In my efforts to understand love in a deeper, more mature way, I’ve found that my attention and research tends to bring up trauma. Understanding trauma — and how we react physically, mentally and emotionally to trauma — impacts the way we give and receive love.

In our human brains, processing, decision-making, emotional reactions and emotional attachment occur in the amygdala. The cerebellum handles motor control, memory, mood and language. The amygdala and cerebellum work together to help us express and process, then decide and act.

But when trauma enters the equation, our brain reacts which causes our emotions, actions and entire personality to react. When you are experiencing trauma (or attempting to recover from trauma) your pre-frontal cortex — the part of the brain responsible for learning, differentiating between good and bad, better or best, same or different — is taken offline. So the executive director of your brain is no longer functioning when you’re experiencing stress. It is difficult to be entirely present for a partner when your entire personality is offline.

We have to strive to understand how we react during stress and how our partner reacts under stress in order to give them the adequate time for their brain to settle and for their personality to be restored. Whew. That’s heavy.

That’s a huge task, especially if you’re in a particularly highly-charged moment and language is firing off (though it isn’t firing off well, because your brain function to determine what is good, bad, better and best is turned off).

So how do we do this? How do we become solid ground and present to support the people that we love in feeling secure and calm so that they are able to function with their best, strongest and healthiest version of their brain?

Dr. Kristen R. Jamison has four suggestions, and I want to add one.

1. Worth

We need to instill within our partners a feeling of belonging, positive sense of self, foster self-determination and motivation within them by showing you support them.
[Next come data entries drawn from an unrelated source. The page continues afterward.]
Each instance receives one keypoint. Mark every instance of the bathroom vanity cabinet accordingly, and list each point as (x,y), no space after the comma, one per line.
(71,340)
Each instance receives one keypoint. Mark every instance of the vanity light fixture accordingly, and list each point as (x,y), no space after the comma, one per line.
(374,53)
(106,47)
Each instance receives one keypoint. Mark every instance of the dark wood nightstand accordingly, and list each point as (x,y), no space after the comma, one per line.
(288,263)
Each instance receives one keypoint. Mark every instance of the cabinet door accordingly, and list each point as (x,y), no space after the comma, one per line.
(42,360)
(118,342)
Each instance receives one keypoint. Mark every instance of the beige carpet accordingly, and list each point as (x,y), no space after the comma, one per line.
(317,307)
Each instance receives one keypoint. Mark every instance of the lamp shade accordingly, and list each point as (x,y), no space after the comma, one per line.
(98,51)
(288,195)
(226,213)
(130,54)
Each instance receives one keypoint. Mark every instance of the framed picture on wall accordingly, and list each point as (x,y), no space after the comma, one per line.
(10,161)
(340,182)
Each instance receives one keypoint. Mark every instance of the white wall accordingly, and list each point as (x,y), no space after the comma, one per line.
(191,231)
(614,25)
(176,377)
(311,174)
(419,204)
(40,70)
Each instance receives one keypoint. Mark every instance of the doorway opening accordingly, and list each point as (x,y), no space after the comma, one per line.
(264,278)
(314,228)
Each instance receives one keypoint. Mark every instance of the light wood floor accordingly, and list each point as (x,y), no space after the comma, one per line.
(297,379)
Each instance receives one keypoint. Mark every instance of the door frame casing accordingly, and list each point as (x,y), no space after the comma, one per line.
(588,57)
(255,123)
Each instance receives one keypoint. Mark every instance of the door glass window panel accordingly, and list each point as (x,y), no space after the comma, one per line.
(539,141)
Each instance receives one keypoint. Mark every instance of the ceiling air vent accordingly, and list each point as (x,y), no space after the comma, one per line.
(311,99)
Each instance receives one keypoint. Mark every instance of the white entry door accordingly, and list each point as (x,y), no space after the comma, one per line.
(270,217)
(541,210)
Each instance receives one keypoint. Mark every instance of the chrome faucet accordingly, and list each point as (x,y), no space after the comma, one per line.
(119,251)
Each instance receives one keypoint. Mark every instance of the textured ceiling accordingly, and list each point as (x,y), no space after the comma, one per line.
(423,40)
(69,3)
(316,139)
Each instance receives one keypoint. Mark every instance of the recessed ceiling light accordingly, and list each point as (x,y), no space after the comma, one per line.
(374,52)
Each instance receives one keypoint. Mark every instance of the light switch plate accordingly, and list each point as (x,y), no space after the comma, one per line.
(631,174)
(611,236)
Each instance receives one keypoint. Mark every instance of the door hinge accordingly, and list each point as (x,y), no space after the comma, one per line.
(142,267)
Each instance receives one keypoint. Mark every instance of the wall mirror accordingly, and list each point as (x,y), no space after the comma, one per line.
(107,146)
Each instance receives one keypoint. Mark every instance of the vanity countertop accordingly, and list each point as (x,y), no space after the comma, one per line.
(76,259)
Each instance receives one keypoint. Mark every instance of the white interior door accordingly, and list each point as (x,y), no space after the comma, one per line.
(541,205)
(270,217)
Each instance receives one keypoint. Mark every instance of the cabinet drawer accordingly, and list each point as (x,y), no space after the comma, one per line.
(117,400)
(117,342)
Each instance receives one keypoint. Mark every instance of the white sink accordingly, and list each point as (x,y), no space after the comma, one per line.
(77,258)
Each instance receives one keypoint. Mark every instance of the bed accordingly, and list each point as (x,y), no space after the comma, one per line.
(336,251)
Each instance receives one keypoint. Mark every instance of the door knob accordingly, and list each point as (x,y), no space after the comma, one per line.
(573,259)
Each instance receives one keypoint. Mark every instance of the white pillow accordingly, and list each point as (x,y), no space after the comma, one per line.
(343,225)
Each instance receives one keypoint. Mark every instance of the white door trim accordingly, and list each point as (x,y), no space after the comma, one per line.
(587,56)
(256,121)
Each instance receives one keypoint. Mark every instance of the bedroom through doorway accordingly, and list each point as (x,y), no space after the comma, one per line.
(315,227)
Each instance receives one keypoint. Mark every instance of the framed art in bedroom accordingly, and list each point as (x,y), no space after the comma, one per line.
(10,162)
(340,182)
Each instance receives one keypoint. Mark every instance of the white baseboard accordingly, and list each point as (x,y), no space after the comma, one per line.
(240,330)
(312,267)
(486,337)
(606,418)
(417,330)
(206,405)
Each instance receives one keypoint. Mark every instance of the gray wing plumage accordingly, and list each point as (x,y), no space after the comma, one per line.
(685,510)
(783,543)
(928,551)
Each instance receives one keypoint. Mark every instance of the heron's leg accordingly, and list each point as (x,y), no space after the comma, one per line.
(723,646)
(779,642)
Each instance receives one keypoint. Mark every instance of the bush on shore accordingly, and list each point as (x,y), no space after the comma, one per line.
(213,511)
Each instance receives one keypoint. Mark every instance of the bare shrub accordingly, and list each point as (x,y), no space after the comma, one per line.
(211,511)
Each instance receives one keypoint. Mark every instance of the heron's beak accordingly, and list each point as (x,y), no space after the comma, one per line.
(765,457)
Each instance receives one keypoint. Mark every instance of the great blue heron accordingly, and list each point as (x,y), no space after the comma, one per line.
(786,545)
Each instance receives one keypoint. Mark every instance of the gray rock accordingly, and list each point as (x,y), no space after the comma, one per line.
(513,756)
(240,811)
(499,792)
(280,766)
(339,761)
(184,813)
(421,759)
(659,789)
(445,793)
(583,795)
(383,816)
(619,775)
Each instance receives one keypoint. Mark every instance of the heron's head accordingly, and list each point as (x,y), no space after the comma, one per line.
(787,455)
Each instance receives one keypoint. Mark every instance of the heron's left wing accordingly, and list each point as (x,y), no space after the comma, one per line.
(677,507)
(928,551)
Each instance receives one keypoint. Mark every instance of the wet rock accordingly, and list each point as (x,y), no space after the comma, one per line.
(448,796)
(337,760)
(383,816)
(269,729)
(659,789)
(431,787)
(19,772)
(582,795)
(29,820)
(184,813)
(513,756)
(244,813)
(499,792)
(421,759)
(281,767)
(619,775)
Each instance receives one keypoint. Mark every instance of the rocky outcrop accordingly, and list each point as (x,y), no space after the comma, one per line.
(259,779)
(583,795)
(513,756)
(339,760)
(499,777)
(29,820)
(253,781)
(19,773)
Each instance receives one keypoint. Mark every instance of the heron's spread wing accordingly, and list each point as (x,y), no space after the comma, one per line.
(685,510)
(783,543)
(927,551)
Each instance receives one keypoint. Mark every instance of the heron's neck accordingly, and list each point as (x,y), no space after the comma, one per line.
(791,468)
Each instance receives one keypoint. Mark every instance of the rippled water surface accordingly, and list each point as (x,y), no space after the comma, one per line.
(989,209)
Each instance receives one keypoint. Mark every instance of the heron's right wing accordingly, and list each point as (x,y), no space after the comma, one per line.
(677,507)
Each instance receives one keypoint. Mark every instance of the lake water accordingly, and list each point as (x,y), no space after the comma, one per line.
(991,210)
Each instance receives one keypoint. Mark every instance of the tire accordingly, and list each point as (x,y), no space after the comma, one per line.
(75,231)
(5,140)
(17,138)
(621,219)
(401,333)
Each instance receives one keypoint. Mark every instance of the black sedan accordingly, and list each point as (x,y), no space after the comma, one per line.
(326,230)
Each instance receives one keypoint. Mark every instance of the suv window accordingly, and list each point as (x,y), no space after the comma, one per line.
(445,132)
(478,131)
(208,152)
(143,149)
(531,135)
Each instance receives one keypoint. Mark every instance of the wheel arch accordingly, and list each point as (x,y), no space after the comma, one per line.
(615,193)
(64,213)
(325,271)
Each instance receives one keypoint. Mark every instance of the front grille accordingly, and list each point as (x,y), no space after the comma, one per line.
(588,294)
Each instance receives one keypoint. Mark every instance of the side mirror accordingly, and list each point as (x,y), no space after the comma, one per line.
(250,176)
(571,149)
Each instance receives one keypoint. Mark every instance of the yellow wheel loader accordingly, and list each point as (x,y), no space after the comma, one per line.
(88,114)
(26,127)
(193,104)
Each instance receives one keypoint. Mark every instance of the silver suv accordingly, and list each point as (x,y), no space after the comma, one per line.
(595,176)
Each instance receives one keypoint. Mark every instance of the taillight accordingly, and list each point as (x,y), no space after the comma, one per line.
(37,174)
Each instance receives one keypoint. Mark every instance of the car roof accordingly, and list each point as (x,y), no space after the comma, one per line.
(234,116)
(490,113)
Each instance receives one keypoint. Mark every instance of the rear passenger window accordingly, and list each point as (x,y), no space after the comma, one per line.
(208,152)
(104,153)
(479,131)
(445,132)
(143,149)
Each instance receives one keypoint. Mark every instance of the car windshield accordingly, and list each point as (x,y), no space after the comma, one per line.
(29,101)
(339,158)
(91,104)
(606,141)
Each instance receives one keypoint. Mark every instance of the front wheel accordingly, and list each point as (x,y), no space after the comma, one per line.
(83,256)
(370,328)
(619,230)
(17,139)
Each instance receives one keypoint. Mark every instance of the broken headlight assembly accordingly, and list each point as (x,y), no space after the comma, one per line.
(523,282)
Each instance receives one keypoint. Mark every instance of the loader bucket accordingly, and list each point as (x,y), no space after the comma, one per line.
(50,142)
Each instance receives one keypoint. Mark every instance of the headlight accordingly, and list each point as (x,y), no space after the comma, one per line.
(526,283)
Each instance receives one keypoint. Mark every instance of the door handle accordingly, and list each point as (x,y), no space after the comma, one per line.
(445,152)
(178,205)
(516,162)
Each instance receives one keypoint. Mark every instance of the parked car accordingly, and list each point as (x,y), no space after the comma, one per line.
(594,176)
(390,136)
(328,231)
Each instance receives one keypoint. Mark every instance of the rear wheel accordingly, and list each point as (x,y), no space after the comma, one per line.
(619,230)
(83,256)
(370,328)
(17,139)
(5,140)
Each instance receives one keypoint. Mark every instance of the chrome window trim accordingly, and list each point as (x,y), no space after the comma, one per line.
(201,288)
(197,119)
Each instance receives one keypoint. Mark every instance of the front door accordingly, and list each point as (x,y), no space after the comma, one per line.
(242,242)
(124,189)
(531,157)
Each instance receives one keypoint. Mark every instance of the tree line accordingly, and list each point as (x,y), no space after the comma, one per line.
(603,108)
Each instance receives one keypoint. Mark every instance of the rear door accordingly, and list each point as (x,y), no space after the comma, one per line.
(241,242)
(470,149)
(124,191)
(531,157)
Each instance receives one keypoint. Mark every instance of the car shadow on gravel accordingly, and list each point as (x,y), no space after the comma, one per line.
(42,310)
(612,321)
Let them know they are loved and cared for. Show them that they are seen, heard and felt.

2. Emotion

Help each other identify feelings, and acknowledge they are real. Learning what a feeling is and how to regulate it can help an individual return to a safe, happy and secure brain faster.

3. Empathy

Understand each others’ sense of self. Understand that you are both very different and experience the world differently. Practice acceptance instead of judgment.

4. Exploration

This is higher-order thinking because now we’re discussing problem-solving. As Dr. Jamison said, “It’s about getting messy to explore the world but it’s not OK to expect someone else to clean up your mess.” We can’t be reckless with another’s heart or time or energy.

5. Surprise and Delight

I’m adding this one because it’s special and I think it creates within your partner a sense of security, intrigue and validation. Finding small ways to surprise and delight your partner (or people that you love) reiterates to them in volume how important they are. It also shows your investment into the partnership and it keeps the brain elated, overjoyed and confirmed.

Being present for them means knowing when you're experiencing stress and that your personality may be offline.

Being present for them means accepting and showing them their worth, and never taking that for granted.

Being present for them means genuinely wanting their happiness and showing them through surprise-and-delight efforts.

Being present for them means knowing when you or they are experiencing trauma and being there for them through that, in whatever what they need.

It has taken me a while to arrive right where I am with this. I’m still practicing. I still mess up. But as I dedicate time, energy and thinking to discovering what love is and how to accept and receive it, I’m learning more about what it takes to suffer alone and with someone. I’m learning what it takes to be present and proactive. I’m learning what it takes to make a choice and stand by it.

These lessons are refreshing and they’re opening up my world in ways I never anticipated.